Hyperparameter Sensitivity in Deep Outlier Detection: Analysis and a Scalable Hyper-Ensemble Solution

Authors: Xueying Ding, Lingxiao Zhao, Leman Akoglu

NeurIPS 2022 | Conference PDF | Archive PDF | Plain Text | LLM Run Details

Reproducibility Variable Result LLM Response
Research Type Experimental In the first part of this paper, we conduct the first large-scale analysis on the HP sensitivity of deep OD methods, and through more than 35,000 trained models, quantitatively demonstrate that model selection is inevitable. Next, we design a HP-robust and scalable deep hyper-ensemble model called ROBOD that assembles models with varying HP configurations, bypassing the choice paralysis. Importantly, we introduce novel strategies to speed up ensemble training, such as parameter sharing, batch/simultaneous training, and data subsampling, that allow us to train fewer models with fewer parameters. Extensive experiments on both image and tabular datasets show that ROBOD achieves and retains robust, state-of-the-art detection performance as compared to its modern counterparts, while taking only 2-10% of the time by the naïve hyper-ensemble with independent training.
Researcher Affiliation Academia Xueying Ding Carnegie Mellon University xding2@cs.cmu.edu Lingxiao Zhao Carnegie Mellon University lingxiao@cmu.edu Leman Akoglu Carnegie Mellon University lakoglu@cs.cmu.edu
Pseudocode No The paper describes methods and processes but does not include a clearly labeled pseudocode or algorithm block.
Open Source Code Yes To foster future research, we open source all code and datasets at https://github.com/xyvivian/ROBOD. ... We open-source our source code (including datasets, our method as well as SOTA methods implementations) at https: // github. com/ xyvivian/ ROBOD , to which we point in the Introduction section.
Open Datasets Yes Datasets.
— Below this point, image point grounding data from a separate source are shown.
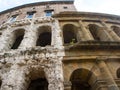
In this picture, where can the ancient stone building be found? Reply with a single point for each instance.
(51, 46)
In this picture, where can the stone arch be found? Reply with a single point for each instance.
(17, 37)
(82, 79)
(118, 73)
(38, 80)
(70, 33)
(44, 36)
(95, 31)
(116, 29)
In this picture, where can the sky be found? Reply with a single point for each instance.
(100, 6)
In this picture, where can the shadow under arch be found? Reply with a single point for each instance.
(17, 37)
(70, 34)
(116, 29)
(44, 36)
(38, 80)
(95, 31)
(82, 79)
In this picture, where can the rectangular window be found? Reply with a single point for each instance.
(48, 13)
(13, 18)
(30, 15)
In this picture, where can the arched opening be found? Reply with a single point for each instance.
(70, 34)
(38, 80)
(95, 31)
(38, 84)
(44, 38)
(18, 37)
(80, 79)
(118, 73)
(116, 30)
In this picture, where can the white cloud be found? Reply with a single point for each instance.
(103, 6)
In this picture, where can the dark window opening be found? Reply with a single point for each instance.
(44, 39)
(116, 30)
(17, 42)
(118, 73)
(65, 7)
(30, 14)
(79, 79)
(94, 31)
(48, 12)
(69, 34)
(38, 84)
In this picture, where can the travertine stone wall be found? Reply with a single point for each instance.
(57, 62)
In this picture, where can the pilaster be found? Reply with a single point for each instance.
(107, 76)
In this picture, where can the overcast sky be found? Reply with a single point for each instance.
(102, 6)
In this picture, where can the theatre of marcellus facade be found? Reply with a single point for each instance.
(51, 46)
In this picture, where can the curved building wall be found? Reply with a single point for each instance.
(65, 50)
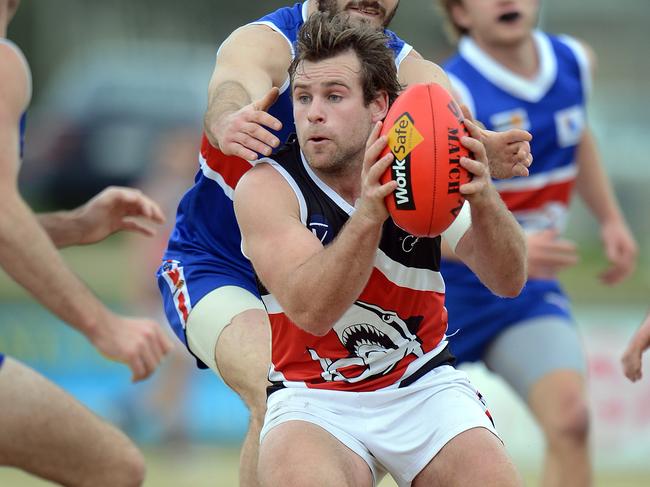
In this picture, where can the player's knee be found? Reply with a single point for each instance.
(572, 425)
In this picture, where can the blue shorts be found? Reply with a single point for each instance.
(476, 316)
(184, 283)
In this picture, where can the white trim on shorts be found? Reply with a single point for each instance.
(385, 427)
(211, 315)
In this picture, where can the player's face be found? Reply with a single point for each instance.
(377, 12)
(332, 121)
(498, 22)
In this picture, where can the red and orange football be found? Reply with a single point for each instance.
(424, 127)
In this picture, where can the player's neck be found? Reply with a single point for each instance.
(521, 58)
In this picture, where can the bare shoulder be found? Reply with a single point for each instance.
(15, 86)
(415, 69)
(256, 48)
(259, 42)
(263, 183)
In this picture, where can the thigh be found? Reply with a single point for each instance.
(474, 457)
(243, 356)
(413, 424)
(48, 433)
(530, 350)
(302, 453)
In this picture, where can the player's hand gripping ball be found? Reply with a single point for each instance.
(424, 127)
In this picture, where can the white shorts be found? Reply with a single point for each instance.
(211, 315)
(397, 431)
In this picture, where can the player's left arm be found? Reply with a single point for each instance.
(633, 356)
(508, 152)
(494, 245)
(594, 187)
(113, 210)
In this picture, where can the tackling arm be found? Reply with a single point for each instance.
(251, 66)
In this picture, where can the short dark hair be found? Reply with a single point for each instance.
(323, 37)
(453, 30)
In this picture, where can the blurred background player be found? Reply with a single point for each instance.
(633, 356)
(209, 292)
(45, 431)
(381, 396)
(165, 181)
(511, 75)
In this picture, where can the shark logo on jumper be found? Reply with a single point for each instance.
(376, 340)
(403, 137)
(320, 227)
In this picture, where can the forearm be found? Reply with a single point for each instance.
(30, 258)
(497, 248)
(327, 284)
(224, 96)
(592, 182)
(62, 227)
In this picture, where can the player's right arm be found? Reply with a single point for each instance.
(30, 258)
(251, 66)
(314, 284)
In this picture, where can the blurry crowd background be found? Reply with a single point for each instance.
(119, 93)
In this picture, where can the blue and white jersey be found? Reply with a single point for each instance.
(23, 118)
(206, 227)
(287, 21)
(552, 108)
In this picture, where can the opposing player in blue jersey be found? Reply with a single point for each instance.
(208, 286)
(511, 75)
(44, 430)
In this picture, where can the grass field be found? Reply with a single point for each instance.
(201, 466)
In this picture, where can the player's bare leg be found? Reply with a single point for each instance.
(243, 356)
(474, 457)
(48, 433)
(301, 453)
(558, 402)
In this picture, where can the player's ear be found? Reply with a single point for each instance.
(379, 106)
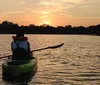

For evaluation we consider both image point datasets. As in the original papers [4, 35], we use MNIST and CIFAR10 to construct OD tasks... We conduct experiments on 5 image datasets from MNIST and CIFAR10, as well as 3 tabular datasets from the ODDS repository.5 (footnote 5: http://odds.cs.stonybrook.edu/)
Dataset Splits No The paper describes 'Clean (inlier only) data, and tested on a disjoint test dataset' and 'transductive setting where the train data is the same as the test data', implying training and testing sets. However, it does not explicitly specify a separate 'validation' dataset split with percentages or counts for its own experiments. It mentions 'labeled validation' as something other works do.
Hardware Specification Yes All models are trained on a NVIDIA RTX A6000 GPUs server.
Software Dependencies No The paper does not provide specific software dependencies with version numbers (e.g., Python version, library versions like PyTorch, TensorFlow, etc.).
Experiment Setup Yes Configurations. The baselines exhibit 2-8 HPs, per which we define a small grid of values (See Appx. A.5 Table 10). We report the expected AUROC performance, i.e., averaged across all configurations in the grid, along with the standard deviation. For ROBOD (and variants) we set L=6, and K=8; the other HP config.s are listed in Appx. Table 11.